Lors de mon passage à l’hôpital j’ai montré au médecin, qui les a constatées, les marques profondes qu’avaient laissé les menottes à mes poignets, les marques sur mes épaules, mes bras et mes jambes ainsi qu’à mon visage. J’ai aussi expliqué que j’étais en état de choc d’avoir été violentée et humiliée, qu’il s’agissait d’une erreur policière. j’ai demandé au médecin de ne pas me laisser retourner en cage mais il a refusé.
Lors de l’ouverture de mon dossier au matin, j’ai demandé à visionner les images de mon arrestation, imaginant bien qu’elle a été filmée par une caméra, ayant eu lieu place de la Nation.
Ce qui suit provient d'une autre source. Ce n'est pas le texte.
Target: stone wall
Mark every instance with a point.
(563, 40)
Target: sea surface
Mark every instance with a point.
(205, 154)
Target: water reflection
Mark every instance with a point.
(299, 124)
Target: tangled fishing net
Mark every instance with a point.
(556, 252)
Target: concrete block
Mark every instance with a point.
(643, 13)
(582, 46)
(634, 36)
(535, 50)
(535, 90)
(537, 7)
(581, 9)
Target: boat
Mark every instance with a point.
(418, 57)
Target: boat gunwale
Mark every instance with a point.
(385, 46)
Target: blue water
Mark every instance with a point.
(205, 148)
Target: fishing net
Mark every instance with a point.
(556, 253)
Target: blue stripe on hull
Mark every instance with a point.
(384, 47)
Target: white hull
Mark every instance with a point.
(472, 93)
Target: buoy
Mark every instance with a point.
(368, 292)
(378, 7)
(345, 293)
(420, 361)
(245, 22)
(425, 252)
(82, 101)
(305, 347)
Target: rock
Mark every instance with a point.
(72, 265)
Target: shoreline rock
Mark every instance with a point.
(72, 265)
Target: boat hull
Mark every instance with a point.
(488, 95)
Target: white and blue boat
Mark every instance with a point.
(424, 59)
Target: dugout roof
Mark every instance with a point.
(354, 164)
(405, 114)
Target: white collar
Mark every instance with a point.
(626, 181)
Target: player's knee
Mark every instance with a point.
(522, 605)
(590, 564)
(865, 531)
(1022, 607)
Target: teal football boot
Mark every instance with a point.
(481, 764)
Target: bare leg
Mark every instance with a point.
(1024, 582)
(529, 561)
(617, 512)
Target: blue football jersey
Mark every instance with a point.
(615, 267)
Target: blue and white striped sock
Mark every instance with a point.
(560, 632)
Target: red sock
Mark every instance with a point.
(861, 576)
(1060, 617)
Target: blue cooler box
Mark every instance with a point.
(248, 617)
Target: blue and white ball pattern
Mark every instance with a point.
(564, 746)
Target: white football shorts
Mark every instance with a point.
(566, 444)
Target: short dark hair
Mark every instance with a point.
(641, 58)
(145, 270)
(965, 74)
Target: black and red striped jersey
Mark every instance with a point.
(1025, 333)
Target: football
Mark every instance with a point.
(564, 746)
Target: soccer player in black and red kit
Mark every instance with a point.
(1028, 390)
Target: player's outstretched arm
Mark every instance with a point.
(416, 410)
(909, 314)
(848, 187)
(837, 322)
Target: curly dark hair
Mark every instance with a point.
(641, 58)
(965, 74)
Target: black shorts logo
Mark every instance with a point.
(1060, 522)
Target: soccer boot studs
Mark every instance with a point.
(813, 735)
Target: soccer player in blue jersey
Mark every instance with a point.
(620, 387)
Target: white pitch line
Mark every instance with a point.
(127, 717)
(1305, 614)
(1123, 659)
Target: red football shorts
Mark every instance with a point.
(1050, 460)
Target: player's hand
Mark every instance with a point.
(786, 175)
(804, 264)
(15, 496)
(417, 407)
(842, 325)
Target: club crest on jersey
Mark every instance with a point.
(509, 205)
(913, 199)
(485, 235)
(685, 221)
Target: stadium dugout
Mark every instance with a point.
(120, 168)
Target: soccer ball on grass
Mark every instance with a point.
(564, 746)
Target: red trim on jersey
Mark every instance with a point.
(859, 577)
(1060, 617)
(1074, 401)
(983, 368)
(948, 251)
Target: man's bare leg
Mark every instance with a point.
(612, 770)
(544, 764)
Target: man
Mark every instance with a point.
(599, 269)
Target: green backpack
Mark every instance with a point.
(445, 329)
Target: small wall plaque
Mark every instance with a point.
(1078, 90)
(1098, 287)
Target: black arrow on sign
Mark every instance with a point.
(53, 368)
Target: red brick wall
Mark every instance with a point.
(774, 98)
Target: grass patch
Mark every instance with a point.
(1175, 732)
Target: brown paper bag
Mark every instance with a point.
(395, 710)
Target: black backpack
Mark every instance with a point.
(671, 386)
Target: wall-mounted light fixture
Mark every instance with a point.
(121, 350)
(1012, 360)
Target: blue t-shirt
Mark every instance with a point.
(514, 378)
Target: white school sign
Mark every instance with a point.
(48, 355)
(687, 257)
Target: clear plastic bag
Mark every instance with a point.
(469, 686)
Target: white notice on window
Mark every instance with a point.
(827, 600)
On m’a répondu qu’il n’y avait pas de caméra, ce que je demande à vérifier. Je réfute le fait d’avoir tiré la langue aux policiers et de, comme écrit sur ma convocation, « avoir craché au pied du policier ». J’affirme que je n’ai PAS PU cracher au pied du policier puisqu’il était dans sa voiture à ce moment-là. J’ai craché à mes pieds alors que la voiture de police n’était pas encore arrêtée à mon niveau. Je n’ai aperçu les policiers qu’au moment où ils se sont arrêtés et ont surgi de la voiture. Il s’agit donc d’un mensonge des policiers, qui m’ont tout simplement agressée. Maintenant je dois justifier de m’être défendue. Malheureusement c’est ma parole contre leur assermentation, et je suis considérée comme en état d’ivresse (alors que j’avais tous mes esprits). Mauvais pour moi.